The same chapter that says that God so loved the world that He gave his only begotten Son, also says, He that believeth on the Son hath everlasting life: and he that believeth not the Son shall not see life; but the wrath of God abideth on him (John 3:35). Although God loves the world of people and Jesus died for them, they must be born again if they would enter the Kingdom of God.
Judgment is Future
It is striking to read the Old Testament prophecies of the judgment of God and to realize that you are reading something that is yet in our future. The great day of the LORD is near, it is near, and hasteth greatly, even the voice of the day of the LORD: the mighty man shall cry there bitterly. That day is a day of wrath, a day of trouble and distress, a day of wasteness and desolation, a day of darkness and gloominess, a day of clouds and thick darkness (Joel 1:14-15). But even more sobering is to read the book of Revelation describe those at the White Throne judgment being “cast” into the lake of fire because their names are not in the book of life (Rev 20:11-15). The Psalmist said, The wicked shall be turned into hell, and all the nations that forget God (Psa 9:17). That dreadful day is coming for all lost people, small and great. They will be “cast” and “turned” into hell, shunned by their very Creator.
And So . . . .
We are reminded that judgment, the forgotten prophecy, must be remembered again. It is nearer than when we first believed (Rom 13:11); we are the ones upon whom the end of the world is come (1 Cor 10:11); we are to be admonishing one another even more as we see the day approaching (Heb 10:25); God is being longsuffering because He is not willing that any should perish but instead come to repentance (2 Pet 3:9). Let us be steadfast and unmovable because such labor is not in vain in the Lord (1 Cor 15:58).
For the great day of his wrath is come; and who shall be able to stand (Rev 6:17)?

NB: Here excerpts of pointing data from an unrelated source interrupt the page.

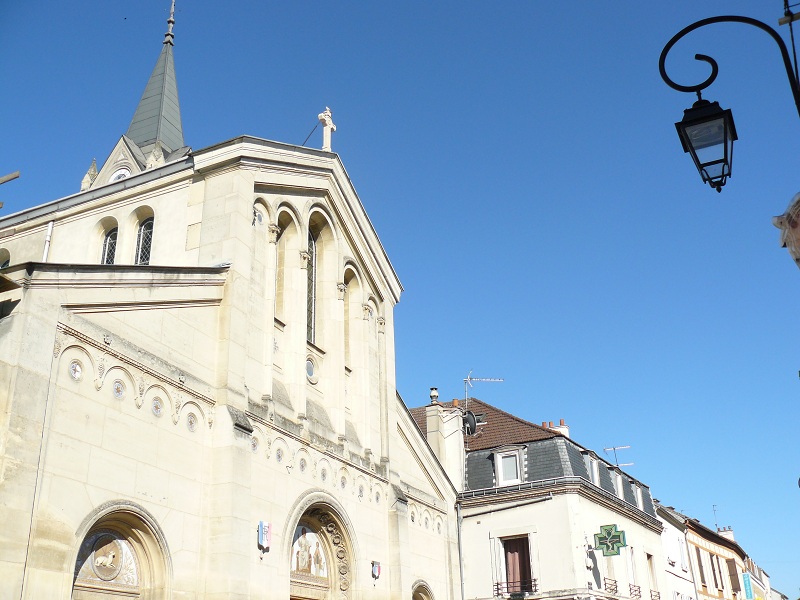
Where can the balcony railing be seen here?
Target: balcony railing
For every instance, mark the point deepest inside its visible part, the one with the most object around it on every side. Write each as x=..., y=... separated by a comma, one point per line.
x=525, y=586
x=610, y=585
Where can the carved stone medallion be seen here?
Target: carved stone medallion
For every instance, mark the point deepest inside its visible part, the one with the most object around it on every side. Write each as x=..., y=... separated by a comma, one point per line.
x=106, y=559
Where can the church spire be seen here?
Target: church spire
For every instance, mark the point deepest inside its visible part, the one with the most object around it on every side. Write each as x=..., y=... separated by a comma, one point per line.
x=169, y=37
x=158, y=115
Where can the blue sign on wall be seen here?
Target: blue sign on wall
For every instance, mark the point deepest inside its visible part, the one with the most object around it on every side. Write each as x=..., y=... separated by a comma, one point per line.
x=748, y=587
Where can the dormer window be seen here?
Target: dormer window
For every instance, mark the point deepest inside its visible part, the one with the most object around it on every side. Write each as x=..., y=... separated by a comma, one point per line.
x=109, y=247
x=508, y=466
x=119, y=174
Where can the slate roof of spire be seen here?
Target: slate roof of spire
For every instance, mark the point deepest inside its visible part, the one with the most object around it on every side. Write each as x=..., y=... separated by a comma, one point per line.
x=158, y=115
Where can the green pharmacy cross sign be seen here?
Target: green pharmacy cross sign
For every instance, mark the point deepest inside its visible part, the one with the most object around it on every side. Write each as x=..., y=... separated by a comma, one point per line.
x=609, y=540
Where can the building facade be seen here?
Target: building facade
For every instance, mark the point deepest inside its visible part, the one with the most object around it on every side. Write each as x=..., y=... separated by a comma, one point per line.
x=540, y=515
x=197, y=385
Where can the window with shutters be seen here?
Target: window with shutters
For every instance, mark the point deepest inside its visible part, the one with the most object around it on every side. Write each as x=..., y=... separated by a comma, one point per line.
x=734, y=575
x=684, y=557
x=516, y=553
x=700, y=568
x=714, y=571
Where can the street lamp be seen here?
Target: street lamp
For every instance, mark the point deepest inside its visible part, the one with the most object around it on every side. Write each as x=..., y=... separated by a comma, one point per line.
x=707, y=131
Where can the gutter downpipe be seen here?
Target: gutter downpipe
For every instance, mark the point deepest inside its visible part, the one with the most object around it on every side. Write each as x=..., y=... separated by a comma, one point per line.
x=47, y=239
x=460, y=552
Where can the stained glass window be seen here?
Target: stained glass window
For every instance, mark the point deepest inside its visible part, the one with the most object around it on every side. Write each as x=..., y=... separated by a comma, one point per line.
x=311, y=296
x=144, y=242
x=110, y=247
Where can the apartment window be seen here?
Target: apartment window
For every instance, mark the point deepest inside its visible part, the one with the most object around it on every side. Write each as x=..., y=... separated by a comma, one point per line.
x=714, y=571
x=144, y=242
x=734, y=575
x=616, y=479
x=518, y=566
x=592, y=468
x=311, y=294
x=507, y=467
x=721, y=585
x=109, y=246
x=684, y=557
x=651, y=572
x=631, y=566
x=638, y=492
x=700, y=566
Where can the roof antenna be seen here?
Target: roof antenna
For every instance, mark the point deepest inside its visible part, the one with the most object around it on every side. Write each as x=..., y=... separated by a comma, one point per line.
x=169, y=36
x=468, y=382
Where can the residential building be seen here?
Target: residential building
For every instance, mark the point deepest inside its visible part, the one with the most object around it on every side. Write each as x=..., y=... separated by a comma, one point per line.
x=197, y=383
x=679, y=576
x=721, y=569
x=540, y=515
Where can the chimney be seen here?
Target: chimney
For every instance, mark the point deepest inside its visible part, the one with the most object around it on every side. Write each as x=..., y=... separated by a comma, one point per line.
x=561, y=428
x=727, y=533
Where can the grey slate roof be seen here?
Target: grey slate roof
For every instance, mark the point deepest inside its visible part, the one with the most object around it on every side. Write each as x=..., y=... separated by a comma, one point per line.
x=158, y=115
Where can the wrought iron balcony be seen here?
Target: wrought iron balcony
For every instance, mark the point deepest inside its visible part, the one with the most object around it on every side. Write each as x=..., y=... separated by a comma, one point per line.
x=525, y=586
x=610, y=585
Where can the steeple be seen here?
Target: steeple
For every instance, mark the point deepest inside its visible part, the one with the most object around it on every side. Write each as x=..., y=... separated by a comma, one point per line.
x=158, y=116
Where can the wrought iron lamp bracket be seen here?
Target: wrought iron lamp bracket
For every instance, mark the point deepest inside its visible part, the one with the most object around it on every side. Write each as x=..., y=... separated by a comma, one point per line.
x=714, y=69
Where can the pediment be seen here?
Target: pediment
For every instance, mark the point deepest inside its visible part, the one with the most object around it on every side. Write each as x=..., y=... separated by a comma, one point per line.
x=124, y=161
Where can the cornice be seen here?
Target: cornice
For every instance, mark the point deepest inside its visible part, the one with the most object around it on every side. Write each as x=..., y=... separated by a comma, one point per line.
x=560, y=486
x=106, y=349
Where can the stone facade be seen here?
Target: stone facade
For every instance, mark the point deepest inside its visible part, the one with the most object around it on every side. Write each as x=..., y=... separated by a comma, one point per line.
x=154, y=415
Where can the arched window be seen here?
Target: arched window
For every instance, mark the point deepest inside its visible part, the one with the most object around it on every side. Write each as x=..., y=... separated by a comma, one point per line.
x=144, y=242
x=109, y=247
x=311, y=295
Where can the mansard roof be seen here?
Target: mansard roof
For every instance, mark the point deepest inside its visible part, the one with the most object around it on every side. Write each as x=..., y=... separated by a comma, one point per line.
x=500, y=428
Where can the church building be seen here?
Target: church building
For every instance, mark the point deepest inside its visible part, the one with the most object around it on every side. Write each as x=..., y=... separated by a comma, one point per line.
x=197, y=383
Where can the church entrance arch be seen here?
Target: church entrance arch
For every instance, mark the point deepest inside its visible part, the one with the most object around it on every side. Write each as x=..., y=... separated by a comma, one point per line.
x=121, y=555
x=321, y=556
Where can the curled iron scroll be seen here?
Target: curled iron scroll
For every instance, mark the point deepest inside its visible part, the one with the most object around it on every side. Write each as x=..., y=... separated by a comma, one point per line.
x=714, y=69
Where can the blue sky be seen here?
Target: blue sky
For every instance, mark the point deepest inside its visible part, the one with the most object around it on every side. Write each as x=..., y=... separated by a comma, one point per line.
x=520, y=163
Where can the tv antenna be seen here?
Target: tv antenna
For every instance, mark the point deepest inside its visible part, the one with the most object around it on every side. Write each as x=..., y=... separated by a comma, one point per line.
x=616, y=460
x=468, y=384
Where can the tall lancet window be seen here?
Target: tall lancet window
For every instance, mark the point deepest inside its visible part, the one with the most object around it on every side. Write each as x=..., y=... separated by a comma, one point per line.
x=109, y=246
x=311, y=296
x=144, y=242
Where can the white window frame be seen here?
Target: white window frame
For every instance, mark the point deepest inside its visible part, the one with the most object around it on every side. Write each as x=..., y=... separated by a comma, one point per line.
x=684, y=553
x=498, y=466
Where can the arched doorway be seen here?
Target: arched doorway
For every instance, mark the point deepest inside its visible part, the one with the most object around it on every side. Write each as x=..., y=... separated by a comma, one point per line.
x=320, y=557
x=121, y=556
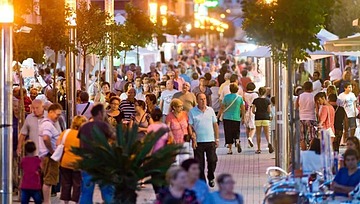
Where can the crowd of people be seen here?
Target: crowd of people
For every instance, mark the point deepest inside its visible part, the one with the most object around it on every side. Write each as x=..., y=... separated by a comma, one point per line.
x=187, y=95
x=330, y=106
x=190, y=97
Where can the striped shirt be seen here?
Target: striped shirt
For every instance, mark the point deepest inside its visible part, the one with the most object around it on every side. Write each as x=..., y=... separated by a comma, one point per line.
x=128, y=108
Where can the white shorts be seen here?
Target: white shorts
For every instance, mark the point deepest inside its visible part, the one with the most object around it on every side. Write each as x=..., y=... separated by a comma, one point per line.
x=249, y=119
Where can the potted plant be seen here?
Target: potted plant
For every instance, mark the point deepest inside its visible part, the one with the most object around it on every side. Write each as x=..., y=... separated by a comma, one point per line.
x=126, y=161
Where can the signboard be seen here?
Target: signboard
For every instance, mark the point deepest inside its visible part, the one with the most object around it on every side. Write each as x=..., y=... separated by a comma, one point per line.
x=211, y=3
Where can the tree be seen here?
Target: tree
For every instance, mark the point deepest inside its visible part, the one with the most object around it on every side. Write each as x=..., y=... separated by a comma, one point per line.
x=126, y=161
x=137, y=31
x=121, y=38
x=53, y=29
x=21, y=8
x=289, y=28
x=173, y=26
x=91, y=34
x=340, y=22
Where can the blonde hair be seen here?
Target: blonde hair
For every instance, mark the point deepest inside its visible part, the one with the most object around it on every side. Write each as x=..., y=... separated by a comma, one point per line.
x=78, y=121
x=173, y=173
x=175, y=102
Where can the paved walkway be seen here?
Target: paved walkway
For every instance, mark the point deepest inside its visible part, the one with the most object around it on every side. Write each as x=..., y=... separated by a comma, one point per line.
x=247, y=168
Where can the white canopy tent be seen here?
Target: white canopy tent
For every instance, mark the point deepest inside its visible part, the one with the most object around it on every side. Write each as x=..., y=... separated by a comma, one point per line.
x=351, y=46
x=325, y=35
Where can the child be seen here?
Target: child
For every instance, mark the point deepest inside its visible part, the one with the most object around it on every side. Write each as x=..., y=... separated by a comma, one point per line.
x=30, y=183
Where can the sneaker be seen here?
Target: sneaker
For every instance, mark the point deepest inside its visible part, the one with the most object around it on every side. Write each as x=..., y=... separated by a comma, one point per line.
x=238, y=146
x=271, y=149
x=251, y=144
x=212, y=183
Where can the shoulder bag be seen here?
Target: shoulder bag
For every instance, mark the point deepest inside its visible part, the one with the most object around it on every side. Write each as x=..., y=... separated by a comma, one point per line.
x=187, y=137
x=85, y=109
x=59, y=151
x=227, y=108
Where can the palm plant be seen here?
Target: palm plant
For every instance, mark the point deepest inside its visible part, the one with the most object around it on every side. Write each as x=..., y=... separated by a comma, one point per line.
x=126, y=161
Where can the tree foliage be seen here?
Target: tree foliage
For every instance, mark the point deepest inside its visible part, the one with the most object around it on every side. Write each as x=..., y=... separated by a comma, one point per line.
x=173, y=26
x=126, y=161
x=340, y=22
x=21, y=8
x=91, y=33
x=140, y=27
x=53, y=29
x=284, y=24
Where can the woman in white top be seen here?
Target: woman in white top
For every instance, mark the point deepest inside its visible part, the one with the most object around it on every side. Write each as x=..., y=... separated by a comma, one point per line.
x=310, y=159
x=249, y=118
x=127, y=87
x=306, y=105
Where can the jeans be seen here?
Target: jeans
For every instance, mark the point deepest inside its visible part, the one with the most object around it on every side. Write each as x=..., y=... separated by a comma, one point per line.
x=70, y=184
x=209, y=149
x=184, y=153
x=27, y=194
x=87, y=190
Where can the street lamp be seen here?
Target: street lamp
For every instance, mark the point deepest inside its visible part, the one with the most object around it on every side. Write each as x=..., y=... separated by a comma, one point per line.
x=153, y=12
x=6, y=137
x=71, y=65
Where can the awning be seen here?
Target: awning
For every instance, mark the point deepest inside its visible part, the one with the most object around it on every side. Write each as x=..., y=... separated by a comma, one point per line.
x=343, y=45
x=259, y=52
x=325, y=35
x=319, y=54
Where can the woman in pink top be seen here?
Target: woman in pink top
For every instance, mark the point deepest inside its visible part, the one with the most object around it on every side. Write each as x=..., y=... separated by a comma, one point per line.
x=326, y=114
x=178, y=122
x=156, y=115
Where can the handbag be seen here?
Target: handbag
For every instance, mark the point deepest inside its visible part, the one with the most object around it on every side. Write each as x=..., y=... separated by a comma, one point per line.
x=330, y=131
x=59, y=151
x=85, y=109
x=227, y=108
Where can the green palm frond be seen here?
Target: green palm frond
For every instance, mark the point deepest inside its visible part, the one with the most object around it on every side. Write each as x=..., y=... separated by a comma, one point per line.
x=126, y=161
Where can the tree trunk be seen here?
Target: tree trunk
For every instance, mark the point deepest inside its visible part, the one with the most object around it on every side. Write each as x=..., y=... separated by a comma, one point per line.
x=54, y=80
x=124, y=196
x=83, y=74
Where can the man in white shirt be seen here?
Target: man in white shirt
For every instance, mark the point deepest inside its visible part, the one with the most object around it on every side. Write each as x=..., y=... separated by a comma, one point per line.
x=348, y=101
x=47, y=143
x=84, y=108
x=226, y=83
x=226, y=88
x=336, y=73
x=317, y=85
x=166, y=97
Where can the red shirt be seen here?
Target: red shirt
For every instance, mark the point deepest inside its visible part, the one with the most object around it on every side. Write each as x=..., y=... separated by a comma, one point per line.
x=31, y=173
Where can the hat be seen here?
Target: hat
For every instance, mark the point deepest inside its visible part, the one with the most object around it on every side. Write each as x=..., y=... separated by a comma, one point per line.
x=60, y=78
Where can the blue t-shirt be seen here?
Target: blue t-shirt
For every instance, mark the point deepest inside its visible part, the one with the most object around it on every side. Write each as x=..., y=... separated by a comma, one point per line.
x=233, y=112
x=201, y=190
x=343, y=178
x=215, y=198
x=202, y=123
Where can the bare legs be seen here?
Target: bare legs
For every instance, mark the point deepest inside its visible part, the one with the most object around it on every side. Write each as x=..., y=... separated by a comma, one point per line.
x=258, y=136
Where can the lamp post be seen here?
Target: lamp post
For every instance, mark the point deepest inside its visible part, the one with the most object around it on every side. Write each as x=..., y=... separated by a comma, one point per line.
x=109, y=75
x=6, y=20
x=71, y=66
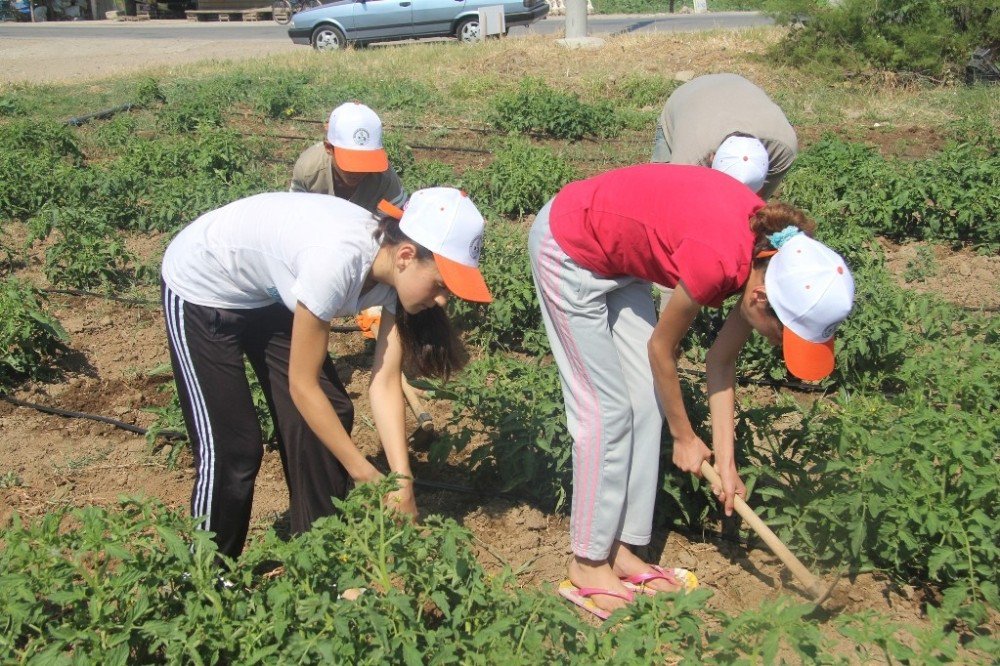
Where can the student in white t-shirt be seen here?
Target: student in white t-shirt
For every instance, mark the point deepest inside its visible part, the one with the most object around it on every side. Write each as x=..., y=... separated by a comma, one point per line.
x=260, y=279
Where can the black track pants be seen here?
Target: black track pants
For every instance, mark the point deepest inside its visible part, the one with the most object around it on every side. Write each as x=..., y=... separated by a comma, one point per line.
x=207, y=349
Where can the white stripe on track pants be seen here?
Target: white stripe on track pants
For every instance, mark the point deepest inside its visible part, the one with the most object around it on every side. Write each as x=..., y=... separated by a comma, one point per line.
x=599, y=329
x=207, y=350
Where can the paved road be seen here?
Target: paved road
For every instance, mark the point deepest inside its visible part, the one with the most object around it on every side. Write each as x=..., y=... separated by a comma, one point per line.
x=268, y=31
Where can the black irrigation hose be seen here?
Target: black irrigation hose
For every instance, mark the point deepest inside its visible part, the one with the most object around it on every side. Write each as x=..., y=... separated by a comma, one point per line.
x=336, y=328
x=170, y=435
x=795, y=386
x=174, y=435
x=76, y=121
x=95, y=294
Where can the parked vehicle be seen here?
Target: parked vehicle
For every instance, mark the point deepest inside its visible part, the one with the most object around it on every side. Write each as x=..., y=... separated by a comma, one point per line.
x=283, y=10
x=359, y=22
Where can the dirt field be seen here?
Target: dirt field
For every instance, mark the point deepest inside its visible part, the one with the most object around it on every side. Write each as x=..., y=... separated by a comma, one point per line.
x=61, y=462
x=73, y=59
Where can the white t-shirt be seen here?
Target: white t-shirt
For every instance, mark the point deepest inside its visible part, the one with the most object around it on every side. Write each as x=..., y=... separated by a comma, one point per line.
x=279, y=247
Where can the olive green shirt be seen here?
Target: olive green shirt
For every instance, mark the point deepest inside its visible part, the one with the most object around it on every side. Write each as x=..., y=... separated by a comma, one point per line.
x=313, y=172
x=700, y=114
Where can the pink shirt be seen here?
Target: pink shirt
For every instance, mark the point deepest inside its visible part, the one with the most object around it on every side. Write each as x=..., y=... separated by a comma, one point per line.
x=666, y=223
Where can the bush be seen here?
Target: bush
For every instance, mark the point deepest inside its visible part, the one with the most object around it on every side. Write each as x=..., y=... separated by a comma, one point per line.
x=88, y=252
x=513, y=321
x=512, y=408
x=520, y=180
x=39, y=164
x=537, y=108
x=429, y=173
x=930, y=38
x=30, y=338
x=949, y=196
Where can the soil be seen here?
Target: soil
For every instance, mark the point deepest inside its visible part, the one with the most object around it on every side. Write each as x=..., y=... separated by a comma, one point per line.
x=116, y=348
x=50, y=461
x=68, y=59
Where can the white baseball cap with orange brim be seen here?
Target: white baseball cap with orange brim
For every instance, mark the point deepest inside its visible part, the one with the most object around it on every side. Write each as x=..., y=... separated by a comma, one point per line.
x=445, y=221
x=812, y=292
x=355, y=132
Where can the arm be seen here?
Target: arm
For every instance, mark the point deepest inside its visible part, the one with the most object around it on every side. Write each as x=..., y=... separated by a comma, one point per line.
x=721, y=379
x=310, y=337
x=664, y=350
x=385, y=393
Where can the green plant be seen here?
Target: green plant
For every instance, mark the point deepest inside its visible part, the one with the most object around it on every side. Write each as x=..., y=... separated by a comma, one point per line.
x=429, y=173
x=87, y=253
x=30, y=338
x=10, y=479
x=399, y=152
x=521, y=178
x=931, y=38
x=921, y=266
x=536, y=108
x=513, y=320
x=513, y=410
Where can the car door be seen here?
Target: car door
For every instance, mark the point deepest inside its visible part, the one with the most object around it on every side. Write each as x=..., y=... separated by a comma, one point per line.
x=382, y=19
x=435, y=17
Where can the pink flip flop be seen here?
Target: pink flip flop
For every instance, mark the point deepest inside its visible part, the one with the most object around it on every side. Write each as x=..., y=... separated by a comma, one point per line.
x=676, y=576
x=581, y=596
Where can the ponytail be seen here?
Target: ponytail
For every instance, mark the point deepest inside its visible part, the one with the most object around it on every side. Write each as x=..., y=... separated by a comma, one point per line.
x=430, y=344
x=771, y=225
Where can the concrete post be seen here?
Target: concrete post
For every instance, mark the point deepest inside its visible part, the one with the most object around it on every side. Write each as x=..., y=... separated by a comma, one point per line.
x=576, y=19
x=576, y=27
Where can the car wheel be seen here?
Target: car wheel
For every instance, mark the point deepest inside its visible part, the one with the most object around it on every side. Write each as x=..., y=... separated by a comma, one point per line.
x=328, y=38
x=468, y=30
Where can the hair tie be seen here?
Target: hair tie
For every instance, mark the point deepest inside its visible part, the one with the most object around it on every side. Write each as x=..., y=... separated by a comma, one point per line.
x=779, y=238
x=390, y=209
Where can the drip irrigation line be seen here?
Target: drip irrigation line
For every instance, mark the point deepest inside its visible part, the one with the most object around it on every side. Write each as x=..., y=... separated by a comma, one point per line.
x=174, y=435
x=67, y=413
x=418, y=146
x=95, y=294
x=76, y=121
x=335, y=328
x=797, y=386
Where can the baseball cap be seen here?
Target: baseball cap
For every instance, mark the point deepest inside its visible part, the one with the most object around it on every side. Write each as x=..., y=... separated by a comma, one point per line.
x=745, y=159
x=355, y=132
x=446, y=222
x=812, y=291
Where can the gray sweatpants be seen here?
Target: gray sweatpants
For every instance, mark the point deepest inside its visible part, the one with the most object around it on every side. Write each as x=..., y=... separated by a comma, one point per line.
x=598, y=328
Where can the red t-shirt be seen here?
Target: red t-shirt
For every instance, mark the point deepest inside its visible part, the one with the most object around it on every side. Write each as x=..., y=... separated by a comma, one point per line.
x=666, y=223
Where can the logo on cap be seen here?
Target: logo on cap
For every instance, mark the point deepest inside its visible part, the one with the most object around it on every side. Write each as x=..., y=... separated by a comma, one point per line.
x=476, y=248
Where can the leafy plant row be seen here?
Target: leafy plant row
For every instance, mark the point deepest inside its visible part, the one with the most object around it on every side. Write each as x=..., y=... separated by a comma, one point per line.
x=137, y=585
x=930, y=38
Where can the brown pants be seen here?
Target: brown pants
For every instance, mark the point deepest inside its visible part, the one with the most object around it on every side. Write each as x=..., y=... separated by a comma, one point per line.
x=207, y=350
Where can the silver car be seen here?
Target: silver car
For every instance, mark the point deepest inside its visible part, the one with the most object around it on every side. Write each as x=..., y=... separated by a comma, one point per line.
x=337, y=24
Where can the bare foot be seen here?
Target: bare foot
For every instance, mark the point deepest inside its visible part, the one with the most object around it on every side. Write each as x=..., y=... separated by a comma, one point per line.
x=625, y=563
x=598, y=573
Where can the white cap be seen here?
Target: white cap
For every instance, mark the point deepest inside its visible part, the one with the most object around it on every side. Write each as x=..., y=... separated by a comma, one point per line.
x=745, y=159
x=355, y=132
x=812, y=291
x=446, y=222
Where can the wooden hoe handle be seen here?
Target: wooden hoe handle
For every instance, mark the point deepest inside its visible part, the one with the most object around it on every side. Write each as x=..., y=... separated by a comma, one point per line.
x=810, y=582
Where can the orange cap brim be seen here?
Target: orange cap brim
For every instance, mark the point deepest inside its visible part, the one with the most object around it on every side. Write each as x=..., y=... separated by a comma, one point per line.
x=464, y=281
x=361, y=161
x=809, y=361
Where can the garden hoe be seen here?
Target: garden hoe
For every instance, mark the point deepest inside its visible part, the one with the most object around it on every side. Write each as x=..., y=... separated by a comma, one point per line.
x=817, y=590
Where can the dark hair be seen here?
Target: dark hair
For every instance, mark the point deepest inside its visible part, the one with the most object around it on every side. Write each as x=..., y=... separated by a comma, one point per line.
x=772, y=218
x=430, y=344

Notes: 1. B.F. Westcott, The Gospel According to St. John (Grand Rapids: Wm. B. Eerdmans, 1964) 11. 2. Charles Ryrie, Basic Theology (Wheaton: Victor Books, 1987) 245. 3. Arthur W. Pink, Exposition of the Gospel of John (Grand Rapids: Zondervan, 1971) 32. 4. Quoted by E.W. Hengstenberg, The Gospel of John (Minneapolis: Klock & Klock, 1980) 46. 5. E.W. Henstenberg, Ibid., 47.